Wrong — the past participle is bare *bu*. The circumflex appears only on *nous bûmes / vous bûtes* in the literary passé simple.

✅ J'ai bu trop de café.

I drank too much coffee.

Mistake 5: Translating "have a drink" as avoir une boisson.

❌ Tu veux avoir une boisson ?

Wrong — French uses *boire un coup / un verre / quelque chose*, not *avoir une boisson*.

✅ Tu veux boire quelque chose ?

Do you want something to drink?

Key takeaways

Boire has a three-way stem split in the present indicative: boi- (singular), buv- (1st and 2nd plural), boiv- (3rd plural). The split returns in the subjunctive: boive / boive / boive / buvions / buviez / boivent.
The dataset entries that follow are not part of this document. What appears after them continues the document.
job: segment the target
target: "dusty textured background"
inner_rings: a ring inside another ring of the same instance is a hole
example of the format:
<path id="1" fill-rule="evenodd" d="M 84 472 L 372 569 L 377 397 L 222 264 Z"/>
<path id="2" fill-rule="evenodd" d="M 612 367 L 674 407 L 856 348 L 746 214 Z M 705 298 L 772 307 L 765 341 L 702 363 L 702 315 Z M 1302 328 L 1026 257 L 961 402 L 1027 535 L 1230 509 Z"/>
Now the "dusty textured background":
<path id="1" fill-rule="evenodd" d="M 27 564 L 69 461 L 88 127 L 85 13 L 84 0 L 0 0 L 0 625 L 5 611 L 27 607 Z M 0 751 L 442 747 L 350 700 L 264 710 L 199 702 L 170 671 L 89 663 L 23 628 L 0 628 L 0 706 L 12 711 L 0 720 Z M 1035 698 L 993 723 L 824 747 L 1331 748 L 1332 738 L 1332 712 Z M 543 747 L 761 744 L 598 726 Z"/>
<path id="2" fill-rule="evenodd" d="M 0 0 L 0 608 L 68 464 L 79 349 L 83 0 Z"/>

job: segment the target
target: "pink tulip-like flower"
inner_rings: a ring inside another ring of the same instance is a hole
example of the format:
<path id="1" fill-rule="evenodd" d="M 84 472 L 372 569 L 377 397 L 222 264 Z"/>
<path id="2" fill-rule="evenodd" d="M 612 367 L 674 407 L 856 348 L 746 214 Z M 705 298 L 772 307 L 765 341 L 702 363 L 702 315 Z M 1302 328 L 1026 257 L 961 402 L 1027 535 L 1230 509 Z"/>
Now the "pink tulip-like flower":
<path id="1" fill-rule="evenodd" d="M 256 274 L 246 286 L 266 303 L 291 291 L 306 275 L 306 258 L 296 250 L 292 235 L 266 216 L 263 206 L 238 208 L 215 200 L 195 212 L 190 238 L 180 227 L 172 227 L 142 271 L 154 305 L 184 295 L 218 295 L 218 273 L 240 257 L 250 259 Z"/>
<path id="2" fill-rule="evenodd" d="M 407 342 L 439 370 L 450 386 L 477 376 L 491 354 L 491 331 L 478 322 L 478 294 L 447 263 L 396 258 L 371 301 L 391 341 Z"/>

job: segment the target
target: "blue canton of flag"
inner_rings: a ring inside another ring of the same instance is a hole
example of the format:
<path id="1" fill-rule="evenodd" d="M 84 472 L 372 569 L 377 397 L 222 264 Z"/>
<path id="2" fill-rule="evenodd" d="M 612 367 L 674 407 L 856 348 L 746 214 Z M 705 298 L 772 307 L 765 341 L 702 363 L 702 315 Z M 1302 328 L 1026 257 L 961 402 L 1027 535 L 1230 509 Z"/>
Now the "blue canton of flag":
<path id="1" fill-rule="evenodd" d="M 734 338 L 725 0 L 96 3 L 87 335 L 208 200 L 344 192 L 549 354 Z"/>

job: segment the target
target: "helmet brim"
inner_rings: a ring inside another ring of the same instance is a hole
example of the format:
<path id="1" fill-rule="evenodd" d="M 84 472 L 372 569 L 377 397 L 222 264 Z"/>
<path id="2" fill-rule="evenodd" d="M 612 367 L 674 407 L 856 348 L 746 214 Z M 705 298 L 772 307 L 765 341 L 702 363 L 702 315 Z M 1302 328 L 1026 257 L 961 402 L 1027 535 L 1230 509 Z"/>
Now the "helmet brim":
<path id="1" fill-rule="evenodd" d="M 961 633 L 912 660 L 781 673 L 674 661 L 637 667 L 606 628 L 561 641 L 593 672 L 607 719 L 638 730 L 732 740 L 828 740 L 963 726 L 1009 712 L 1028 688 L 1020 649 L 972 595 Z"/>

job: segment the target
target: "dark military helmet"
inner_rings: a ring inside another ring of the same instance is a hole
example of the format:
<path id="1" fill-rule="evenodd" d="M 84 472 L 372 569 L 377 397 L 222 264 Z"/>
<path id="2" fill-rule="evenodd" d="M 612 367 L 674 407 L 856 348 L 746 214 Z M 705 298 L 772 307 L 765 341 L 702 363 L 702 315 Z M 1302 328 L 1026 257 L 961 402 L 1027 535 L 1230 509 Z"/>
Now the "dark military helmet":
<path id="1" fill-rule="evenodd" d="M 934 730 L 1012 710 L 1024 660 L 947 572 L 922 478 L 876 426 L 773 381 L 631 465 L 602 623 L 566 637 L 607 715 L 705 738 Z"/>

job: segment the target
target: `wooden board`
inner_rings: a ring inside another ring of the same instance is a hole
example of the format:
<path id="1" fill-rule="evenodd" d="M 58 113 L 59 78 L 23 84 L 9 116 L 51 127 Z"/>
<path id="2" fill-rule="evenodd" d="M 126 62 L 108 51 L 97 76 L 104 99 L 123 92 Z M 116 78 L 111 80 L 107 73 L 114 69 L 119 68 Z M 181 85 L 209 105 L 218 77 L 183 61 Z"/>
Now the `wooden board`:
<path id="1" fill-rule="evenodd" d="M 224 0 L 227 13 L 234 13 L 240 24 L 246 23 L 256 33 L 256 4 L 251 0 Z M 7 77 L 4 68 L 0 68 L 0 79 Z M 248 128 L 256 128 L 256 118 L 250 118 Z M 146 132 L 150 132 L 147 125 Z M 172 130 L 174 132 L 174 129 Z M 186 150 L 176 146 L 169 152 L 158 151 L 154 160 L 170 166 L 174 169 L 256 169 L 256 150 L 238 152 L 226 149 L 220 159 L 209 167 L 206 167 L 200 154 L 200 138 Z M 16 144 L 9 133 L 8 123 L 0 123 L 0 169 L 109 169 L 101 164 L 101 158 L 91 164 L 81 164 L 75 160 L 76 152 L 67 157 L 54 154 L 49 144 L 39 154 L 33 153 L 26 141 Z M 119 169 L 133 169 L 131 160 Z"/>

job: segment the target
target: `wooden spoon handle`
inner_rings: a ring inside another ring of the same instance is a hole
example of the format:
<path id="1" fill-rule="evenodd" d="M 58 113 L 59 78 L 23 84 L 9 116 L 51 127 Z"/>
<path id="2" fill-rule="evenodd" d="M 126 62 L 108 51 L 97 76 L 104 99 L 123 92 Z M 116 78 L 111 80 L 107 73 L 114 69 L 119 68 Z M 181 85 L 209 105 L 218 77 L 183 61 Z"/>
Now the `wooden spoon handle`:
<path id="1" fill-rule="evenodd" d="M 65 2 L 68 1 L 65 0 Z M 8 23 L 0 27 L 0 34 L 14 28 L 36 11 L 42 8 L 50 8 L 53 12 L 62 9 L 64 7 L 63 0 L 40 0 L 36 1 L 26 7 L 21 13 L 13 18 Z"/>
The imparfait, the futur, and the past participle each pick a single stem: imparfait buv-, futur boir-, past participle bu.

The literary passé simple (je bus, nous bûmes) follows the u-pattern, with the circumflex on nous / vous. The past participle bu is bare — no circumflex.

Auxiliary in compound tenses is avoir: j'ai bu, j'avais bu, j'aurai bu. With avoir, the past participle agrees only with a preceding direct object: la bouteille que j'ai bue, but j'ai bu la bouteille.

The verb covers literal drinking, drinking alcohol absolutely (il a arrêté de boire), and ceremonial toasting (boire à la santé de quelqu'un). The high-frequency idioms — boire un coup, boire un verre, boire les paroles de quelqu'un, boire la tasse — are essential for natural French.